I told her how he isn’t like most men I’ve dated this past year - so far out of the “normal” type of guys I’ve been attracted to. Don’t get me wrong, I find him physically attractive, yet I know what makes me stay late to talk to him on the phone (he lives overseas and currently two hours behind me) is because I find him very interesting, intriguing and he’s a really nice guy. My sister laughed, apparently it’s exactly how she felt when she first met her husband. Maybe it’s a sign of maturity - it’s certainly not the giddy kind of puppy love I remember in my twenties. Besides, really nice guys lasts much longer than a hot guy - put it this way, all the guys she thought that were hot aren’t in her life anymore.
Then I told her how I’m making life changes, and that by the end of this year I will be waking up to a very different reality. To have what we want, it has to have room in our lives to grow, and right now my life is saturated. She found that a lot of people go for success in their career and try to be super mums and super wives, just so they feel like they fit in the “normal” box. In reality it’s all just stress and busyness and affirmation from other people they get. By concentrating on one or two life priorities it has worked out much better for her and it also makes her care less about what other people think and expect.
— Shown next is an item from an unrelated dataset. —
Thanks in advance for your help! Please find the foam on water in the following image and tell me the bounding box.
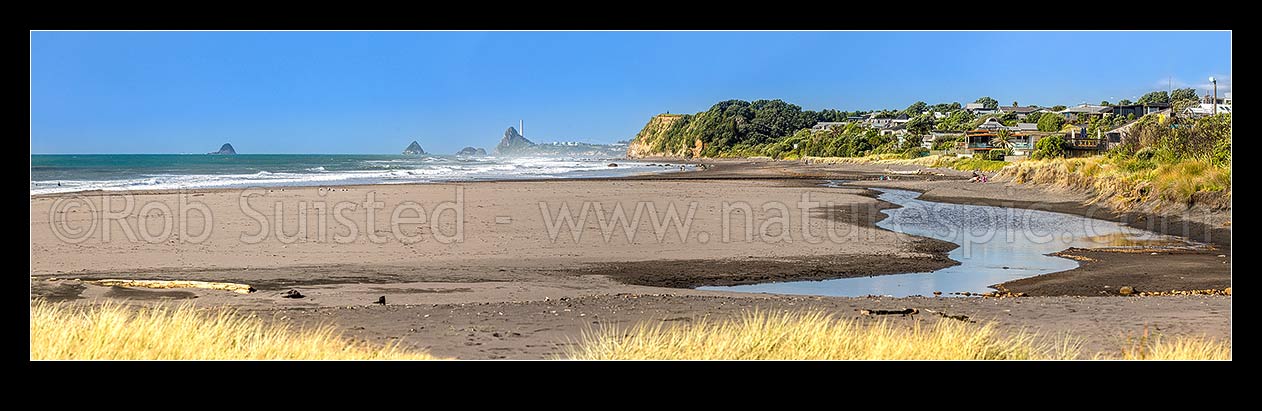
[31,155,684,195]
“Not saying that you shouldn’t work if you want to be a mum, but just keep in mind that if you want to go hard out in your career, somewhere along the way it makes it harder to live up to being a “great” mum as well. It’s all about priorities and acceptance of the situation and consequence.” She’s right. In this phase of my life, I know I want children, so what in my current life am I willing to let go to make room for a family?
Don’t get me wrong, I don’t begrudge the situation at all. My heart felt lighter after I first told my Mum, so I know that it’s the right decision for me. By finally verbalising it, it feels real and I can focus my energy on my present.
As for the guy I’m dating, today we became ‘social media’ official. I hope to fall for him slowly - to make time to explore each other and to be genuinely curious. To love deeply and completely after a broken heart is a leap of faith - I hope he’s there to catch me when I do.